Between the Roman Arch's and Immanuel Kant, Pam, you cover a lot of metaphorical ground. But your point is very good. If we are to think differently and hope for better results in Healthcare IT, it needs to begin with taking the physicians into consideration. The addition of technology has made just about every other information-dependent industry far more productive...but in other industries, technology it hasn't demanded that the highest-paid resources (doctors in this case) become data entry clerks. Many providers already feel like they are on a volume treadmill...with less revenue resulting from more work. Now add government incentives/funding, industry compliance standards, and outcomes-scrutiny and we're heading for perfect storm, with what could be a LOT of wasted time and funds.

Want to try something different? Add "usability" to the healthcare IT product metrics. Functionality is important interoperability is desirable ePrescribing is a great idea, but "usability" is vital — all is wasted if the technology doesn't allow providers to work more efficiently and get a rapid return on their investment. Even Kant would see measuring usability as "thinking in different terms."

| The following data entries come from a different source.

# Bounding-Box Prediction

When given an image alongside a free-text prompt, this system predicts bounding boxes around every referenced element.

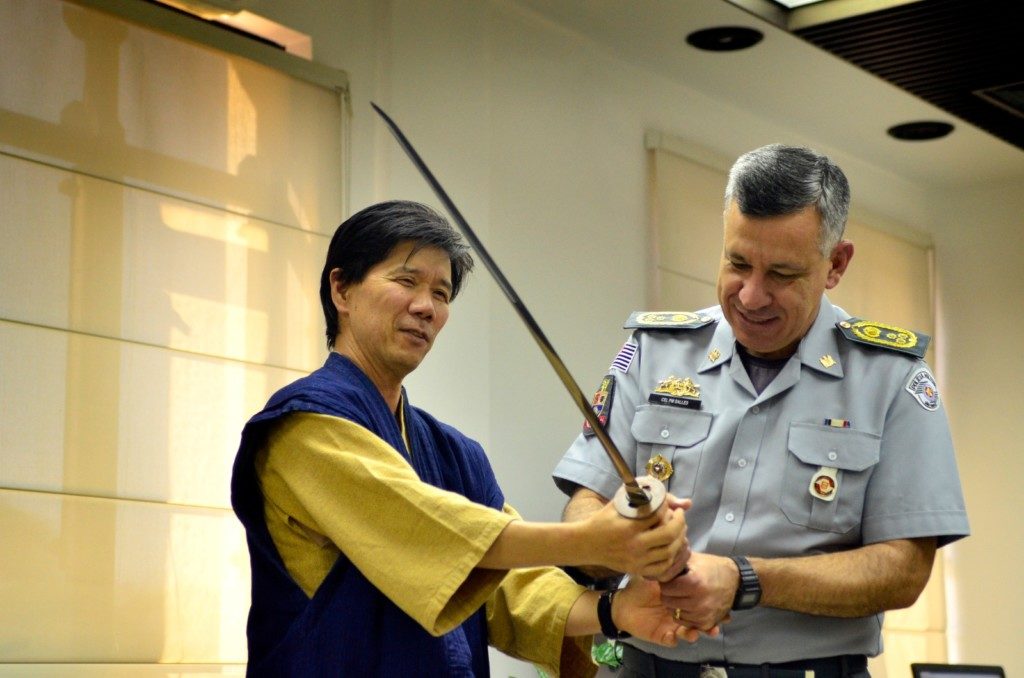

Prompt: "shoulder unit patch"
[624,311,716,330]
[836,318,930,358]
[905,367,940,411]
[582,374,616,437]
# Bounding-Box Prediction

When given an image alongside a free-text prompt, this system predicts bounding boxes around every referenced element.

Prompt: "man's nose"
[737,275,771,310]
[409,288,436,318]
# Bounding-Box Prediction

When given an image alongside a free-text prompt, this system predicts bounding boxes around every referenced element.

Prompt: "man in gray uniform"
[554,144,969,677]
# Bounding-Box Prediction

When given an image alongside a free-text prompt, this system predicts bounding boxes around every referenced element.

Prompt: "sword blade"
[371,102,649,508]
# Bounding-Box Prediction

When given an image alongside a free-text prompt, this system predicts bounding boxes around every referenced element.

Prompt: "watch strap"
[597,589,632,639]
[730,555,762,610]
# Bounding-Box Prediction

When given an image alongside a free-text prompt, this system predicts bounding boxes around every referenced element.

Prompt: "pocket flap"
[631,405,713,447]
[788,423,880,471]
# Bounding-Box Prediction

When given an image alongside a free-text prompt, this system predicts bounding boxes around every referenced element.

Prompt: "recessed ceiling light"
[686,27,764,52]
[887,121,955,141]
[770,0,831,7]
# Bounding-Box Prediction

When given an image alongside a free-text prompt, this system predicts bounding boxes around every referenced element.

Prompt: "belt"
[621,645,869,678]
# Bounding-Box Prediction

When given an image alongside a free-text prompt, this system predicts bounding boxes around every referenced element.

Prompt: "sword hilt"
[612,475,665,518]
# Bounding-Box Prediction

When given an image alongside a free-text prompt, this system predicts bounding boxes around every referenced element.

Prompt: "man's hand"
[580,493,690,578]
[657,551,736,632]
[654,500,693,582]
[614,577,719,646]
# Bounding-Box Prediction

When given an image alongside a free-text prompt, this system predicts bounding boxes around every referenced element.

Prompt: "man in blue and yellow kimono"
[232,200,698,677]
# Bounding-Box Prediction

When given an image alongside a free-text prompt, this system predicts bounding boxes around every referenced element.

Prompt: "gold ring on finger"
[673,608,683,621]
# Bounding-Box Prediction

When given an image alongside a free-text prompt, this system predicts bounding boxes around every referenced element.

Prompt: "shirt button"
[828,451,838,461]
[737,459,747,468]
[660,429,670,439]
[725,512,735,522]
[751,405,760,414]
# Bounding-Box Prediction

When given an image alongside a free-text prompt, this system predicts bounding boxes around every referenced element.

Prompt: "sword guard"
[612,475,666,519]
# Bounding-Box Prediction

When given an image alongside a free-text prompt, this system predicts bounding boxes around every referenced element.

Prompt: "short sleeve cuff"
[862,509,970,548]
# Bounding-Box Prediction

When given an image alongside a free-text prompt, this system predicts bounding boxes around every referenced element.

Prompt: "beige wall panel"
[0,154,326,371]
[0,666,244,677]
[0,489,248,662]
[656,268,718,312]
[885,553,946,632]
[119,184,326,370]
[651,149,726,287]
[0,155,75,330]
[0,0,342,233]
[0,324,69,484]
[0,321,309,508]
[870,630,948,678]
[827,219,934,335]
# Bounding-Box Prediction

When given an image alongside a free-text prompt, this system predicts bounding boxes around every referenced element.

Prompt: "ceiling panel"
[791,0,1024,151]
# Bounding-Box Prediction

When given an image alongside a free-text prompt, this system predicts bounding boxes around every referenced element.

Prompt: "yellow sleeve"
[486,507,597,678]
[256,411,515,635]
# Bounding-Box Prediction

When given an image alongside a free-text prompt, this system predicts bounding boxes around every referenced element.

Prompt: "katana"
[372,102,664,517]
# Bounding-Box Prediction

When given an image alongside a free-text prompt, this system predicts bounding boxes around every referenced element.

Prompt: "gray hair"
[724,144,850,255]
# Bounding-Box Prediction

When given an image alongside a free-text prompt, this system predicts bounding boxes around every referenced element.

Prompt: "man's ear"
[825,240,854,290]
[329,268,350,312]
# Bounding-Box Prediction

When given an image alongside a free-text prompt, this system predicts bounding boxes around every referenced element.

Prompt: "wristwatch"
[730,555,762,610]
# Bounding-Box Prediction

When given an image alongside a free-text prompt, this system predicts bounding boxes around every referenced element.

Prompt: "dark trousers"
[619,645,870,678]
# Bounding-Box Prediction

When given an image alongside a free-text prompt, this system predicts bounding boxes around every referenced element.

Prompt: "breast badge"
[809,466,839,501]
[646,454,674,482]
[648,376,702,410]
[582,375,616,437]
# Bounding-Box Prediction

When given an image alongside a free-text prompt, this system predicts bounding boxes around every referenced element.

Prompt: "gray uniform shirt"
[553,297,969,663]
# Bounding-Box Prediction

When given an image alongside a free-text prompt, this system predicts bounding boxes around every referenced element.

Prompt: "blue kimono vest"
[231,353,505,676]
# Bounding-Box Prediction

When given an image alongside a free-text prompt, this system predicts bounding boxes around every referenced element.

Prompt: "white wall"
[184,0,1023,674]
[928,180,1024,668]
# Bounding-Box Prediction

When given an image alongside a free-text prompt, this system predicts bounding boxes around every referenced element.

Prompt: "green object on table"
[592,639,624,669]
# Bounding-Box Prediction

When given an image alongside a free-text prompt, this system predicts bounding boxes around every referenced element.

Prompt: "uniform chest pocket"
[780,423,881,534]
[631,405,713,498]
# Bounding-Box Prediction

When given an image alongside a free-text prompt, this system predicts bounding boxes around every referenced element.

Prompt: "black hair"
[319,200,474,348]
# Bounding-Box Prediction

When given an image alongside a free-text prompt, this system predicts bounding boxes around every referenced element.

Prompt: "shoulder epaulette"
[624,311,716,330]
[836,318,930,358]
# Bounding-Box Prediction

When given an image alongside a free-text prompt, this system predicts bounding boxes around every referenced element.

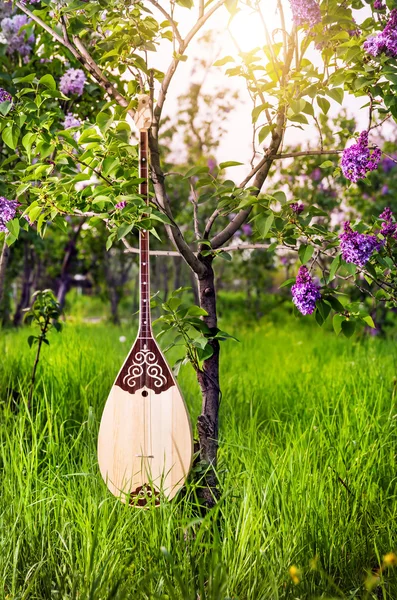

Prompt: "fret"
[139,130,152,338]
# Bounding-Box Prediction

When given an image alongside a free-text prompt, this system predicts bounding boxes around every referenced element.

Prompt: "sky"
[146,0,374,179]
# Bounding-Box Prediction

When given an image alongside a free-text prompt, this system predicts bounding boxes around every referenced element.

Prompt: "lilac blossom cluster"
[291,202,304,214]
[1,14,35,58]
[364,9,397,58]
[374,0,386,10]
[115,201,127,210]
[291,266,321,315]
[0,197,18,233]
[0,88,12,104]
[289,0,321,27]
[379,207,397,238]
[339,221,382,266]
[63,113,81,129]
[59,68,86,97]
[341,131,381,182]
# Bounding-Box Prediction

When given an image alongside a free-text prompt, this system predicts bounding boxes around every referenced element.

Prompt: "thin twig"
[146,0,183,46]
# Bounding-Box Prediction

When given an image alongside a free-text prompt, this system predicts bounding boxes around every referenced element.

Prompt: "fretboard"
[139,130,152,338]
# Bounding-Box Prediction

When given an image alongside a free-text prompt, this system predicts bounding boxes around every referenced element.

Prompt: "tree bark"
[0,241,10,306]
[109,286,120,325]
[196,255,220,507]
[57,220,85,310]
[13,240,35,326]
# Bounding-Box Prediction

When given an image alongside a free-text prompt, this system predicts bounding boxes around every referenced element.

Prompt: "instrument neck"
[139,130,152,339]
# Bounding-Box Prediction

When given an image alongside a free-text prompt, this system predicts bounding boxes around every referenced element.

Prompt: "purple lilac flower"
[310,167,322,181]
[374,0,386,9]
[379,207,397,238]
[348,19,361,37]
[63,113,81,129]
[1,14,35,57]
[341,131,382,182]
[382,156,396,172]
[381,184,389,195]
[0,88,12,104]
[0,197,18,233]
[289,0,321,27]
[291,265,321,315]
[291,202,304,214]
[115,200,127,210]
[0,3,13,20]
[207,158,217,172]
[364,9,397,58]
[59,68,86,97]
[339,221,382,266]
[242,223,252,236]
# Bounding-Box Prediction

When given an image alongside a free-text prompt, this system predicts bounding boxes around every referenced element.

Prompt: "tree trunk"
[190,268,200,305]
[196,256,220,507]
[13,240,34,326]
[0,241,10,306]
[162,259,169,301]
[173,255,182,290]
[109,286,120,325]
[57,220,84,310]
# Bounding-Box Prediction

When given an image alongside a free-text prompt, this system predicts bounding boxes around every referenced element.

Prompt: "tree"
[2,0,397,503]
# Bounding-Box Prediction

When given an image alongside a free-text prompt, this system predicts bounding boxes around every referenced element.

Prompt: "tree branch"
[122,241,270,256]
[146,0,183,46]
[153,0,226,126]
[15,1,134,118]
[210,31,296,250]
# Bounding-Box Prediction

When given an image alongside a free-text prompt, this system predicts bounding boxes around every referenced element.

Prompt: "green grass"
[1,315,397,599]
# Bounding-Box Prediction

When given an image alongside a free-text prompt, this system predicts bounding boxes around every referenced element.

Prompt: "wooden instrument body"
[98,110,193,506]
[98,337,193,505]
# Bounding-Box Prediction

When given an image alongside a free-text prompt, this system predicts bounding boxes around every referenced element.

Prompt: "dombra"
[97,96,193,507]
[97,335,193,507]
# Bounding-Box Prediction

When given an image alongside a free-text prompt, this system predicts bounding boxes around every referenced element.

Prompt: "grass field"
[1,313,397,599]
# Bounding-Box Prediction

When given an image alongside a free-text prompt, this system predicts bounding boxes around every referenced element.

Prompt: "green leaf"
[333,314,345,335]
[279,278,295,288]
[325,87,344,104]
[213,56,235,67]
[317,300,331,322]
[116,223,134,240]
[186,306,208,317]
[96,111,113,132]
[217,251,232,261]
[258,125,273,144]
[328,254,341,283]
[319,160,334,169]
[256,212,274,238]
[325,295,345,312]
[6,218,20,238]
[273,191,287,204]
[225,0,238,14]
[184,166,209,178]
[362,315,375,328]
[317,97,331,114]
[289,113,309,124]
[176,0,193,7]
[298,244,314,265]
[166,296,181,312]
[39,74,56,90]
[218,161,243,170]
[341,319,356,338]
[252,103,272,123]
[0,101,12,116]
[22,132,36,157]
[2,125,20,150]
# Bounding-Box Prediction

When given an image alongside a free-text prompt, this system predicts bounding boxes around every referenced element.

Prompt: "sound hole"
[142,390,148,397]
[130,484,160,507]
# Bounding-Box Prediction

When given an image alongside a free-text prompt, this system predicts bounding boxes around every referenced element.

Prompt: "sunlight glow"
[227,1,291,53]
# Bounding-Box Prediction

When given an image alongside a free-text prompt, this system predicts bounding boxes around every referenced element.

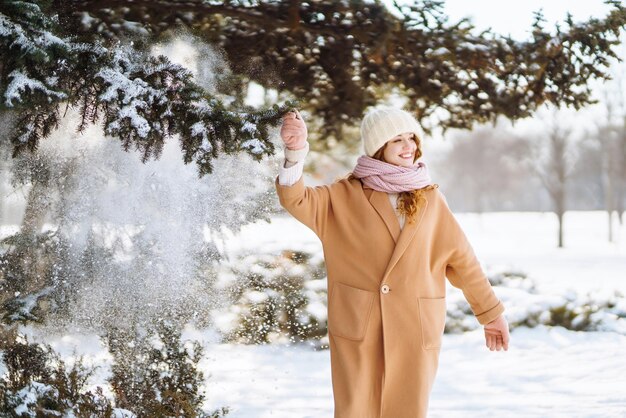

Pam, good blog post. Also, I read with interest your (similar) article in Hospitals / Health Networks magazine.

Useability is a critical component of value. Recently, I had the opportunity to work with three physicians. Initially, the conversation focused on what was wrong with the system—its lack of useability. So, we agreed to think in different terms, focusing not on the system but how they worked together and with the clinical staff of their hospital. Once again, the discussion focused on what was wrong and how each had a different and unique perspective. Gradually, each doctor turned to what worked well. They examined opportunities to collaborate for targeted change and a willingness to work with IT to incorporate three standardized processes. The discussion wasn't revolutionary, realization of the total value of the system still a long way off, yet each physician left the room "owning" a step toward making the system more useable — and thinking in different terms.

Your insight and approaches, as usual, are insightful. Dialogue around variation in wants and needs regarding the chart, as well as, variation in wants and needs regarding other clinical processes starts to demonstrate the extreme level of customization, work arounds and "just because I've always done it that way" we have in the healthcare sytem. To be most effective, we must consider the very foundation of our care delivery model. How should it change, can we innovate and standardize, and what should we eliminate.

Great point Pam and welcome to the HI Blog!

Pam. To your point, when I hear CIOs talk about what's really painful, it's not IT integration, it's the challenges of changing workflow and getting clinican buy-in.

Great dialogue.

Pam, I strongly agree with your guidance that framing the situation is critical to getting physicians to move in the right direction.

One approach that I've seen work miracles is to start off a session with the open question, "what's wrong, if anything, with the paper chart?" (This is obviously most useful before they got a system if they're already frustrated over usability issues, this may not be an option.)

Every time I've seen this done in medium to large size groups, several patterns are immediately visible. The variation in wants and needs becomes clear. The passionate desire for improvement transcends the tendency to be quiet, passive, and sit close to the exit.

The sources of frustration with the existing systems come out these are often workflow or policy issues that are largely or completely unrelated to any information system. Yet, this becomes a forum for those issues.

And they (the physicians) point out the problems with paper. Typically, a) only one person can have a paper chart at a time, b) you have to find the chart, c) it's hard to read what's been written on paper, d) it's not organized based on how I need it, etc. There's always one or two more issues that you didn't expect.

At this point, a rudimentary electronic system, although flawed itself, starts to look clearly superior to the pre-automation state.

The common alternative is to hold out a new system as a solution, inviting attacks.